However if the number of instances constituting the service system of the user becomes enormous, the number of pollings of the individual collection also becomes enormous, and load on the monitoring server increases. Therefore it is not preferable to execute polling of an individual collection all the time.
Present EmbodimentIn the present embodiment, the monitoring server analyzes a time block when transfer of a log tends to be omitted and a log bottleneck occurs, which causes monitoring omission, detects a sign of generation of the monitoring omission for each monitoring target instance of the service system, and executes polling of an individual collection for the instance where the sign is detected until the log bottleneck is cleared.

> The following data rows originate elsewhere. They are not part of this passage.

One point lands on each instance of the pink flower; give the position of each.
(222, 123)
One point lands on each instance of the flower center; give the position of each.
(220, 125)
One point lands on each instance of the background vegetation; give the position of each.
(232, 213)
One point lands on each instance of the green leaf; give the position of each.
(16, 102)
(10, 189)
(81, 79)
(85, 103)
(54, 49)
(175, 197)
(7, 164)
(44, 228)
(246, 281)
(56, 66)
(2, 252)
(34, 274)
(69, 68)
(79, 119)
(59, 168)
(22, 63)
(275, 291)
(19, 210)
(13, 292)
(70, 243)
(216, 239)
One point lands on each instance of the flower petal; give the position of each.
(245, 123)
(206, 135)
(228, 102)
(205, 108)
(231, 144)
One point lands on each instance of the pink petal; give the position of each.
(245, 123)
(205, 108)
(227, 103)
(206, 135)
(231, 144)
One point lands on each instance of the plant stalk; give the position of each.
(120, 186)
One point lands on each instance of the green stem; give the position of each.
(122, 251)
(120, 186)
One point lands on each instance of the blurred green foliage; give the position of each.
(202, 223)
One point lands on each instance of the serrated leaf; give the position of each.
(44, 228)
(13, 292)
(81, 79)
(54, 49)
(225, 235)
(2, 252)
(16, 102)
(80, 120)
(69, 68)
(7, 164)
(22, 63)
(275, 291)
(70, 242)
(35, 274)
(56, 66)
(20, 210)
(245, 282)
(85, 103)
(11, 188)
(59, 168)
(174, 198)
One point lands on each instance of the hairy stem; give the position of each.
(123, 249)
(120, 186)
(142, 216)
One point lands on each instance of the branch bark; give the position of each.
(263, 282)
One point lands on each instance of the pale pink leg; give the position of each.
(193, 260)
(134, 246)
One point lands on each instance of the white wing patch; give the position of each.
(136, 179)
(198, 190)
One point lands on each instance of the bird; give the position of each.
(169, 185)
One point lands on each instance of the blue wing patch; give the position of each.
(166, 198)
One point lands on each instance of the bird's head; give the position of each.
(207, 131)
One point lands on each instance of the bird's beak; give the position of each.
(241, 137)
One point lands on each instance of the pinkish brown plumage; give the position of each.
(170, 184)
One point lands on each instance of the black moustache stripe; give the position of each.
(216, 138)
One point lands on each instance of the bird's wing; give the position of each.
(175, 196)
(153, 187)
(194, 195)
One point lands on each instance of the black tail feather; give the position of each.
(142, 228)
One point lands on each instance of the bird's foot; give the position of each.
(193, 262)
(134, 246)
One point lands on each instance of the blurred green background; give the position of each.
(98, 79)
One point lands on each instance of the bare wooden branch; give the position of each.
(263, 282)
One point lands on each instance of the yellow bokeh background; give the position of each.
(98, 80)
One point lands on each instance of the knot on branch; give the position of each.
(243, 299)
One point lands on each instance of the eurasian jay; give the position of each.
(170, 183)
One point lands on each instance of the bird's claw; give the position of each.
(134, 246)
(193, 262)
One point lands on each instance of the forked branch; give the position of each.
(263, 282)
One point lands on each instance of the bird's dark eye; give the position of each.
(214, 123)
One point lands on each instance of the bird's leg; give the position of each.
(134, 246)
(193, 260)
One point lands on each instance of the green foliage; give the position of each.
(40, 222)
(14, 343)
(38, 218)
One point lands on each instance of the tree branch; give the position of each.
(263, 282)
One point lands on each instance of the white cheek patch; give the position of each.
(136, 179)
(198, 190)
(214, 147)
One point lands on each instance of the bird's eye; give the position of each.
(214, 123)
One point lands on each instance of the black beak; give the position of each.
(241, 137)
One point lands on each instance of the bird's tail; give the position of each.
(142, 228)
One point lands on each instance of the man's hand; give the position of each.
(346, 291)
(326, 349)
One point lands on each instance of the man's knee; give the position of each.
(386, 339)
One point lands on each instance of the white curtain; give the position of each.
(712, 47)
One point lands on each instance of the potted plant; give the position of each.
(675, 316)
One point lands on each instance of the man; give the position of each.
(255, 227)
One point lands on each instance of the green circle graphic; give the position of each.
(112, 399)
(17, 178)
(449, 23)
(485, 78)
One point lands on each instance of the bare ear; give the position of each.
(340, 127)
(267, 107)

A problem of analyzing the time block when a monitoring omission is generated is that the transfer time of the logs is unable to be known. In other words, it is possible to specify a monitoring omission log by comparing the logs in the log management DB, which were already collected by the monitoring server, with the already transferred logs in the log DB in the maintenance information storage device 14. However the log transfer time at each instance is unknowable, which means that it is impossible to analyze the time block when load concentration was generated and log transfer was not executed, causing a delay in transfer of the log. As mentioned above, the user sets the transfer interval for each instance in the user contract. However the transfer time of a log is under management of the cloud computing service provider, which is information that is not needed to monitor the cloud computing service, so generally the monitoring server, operated by the user, is unable to acquire the transfer time.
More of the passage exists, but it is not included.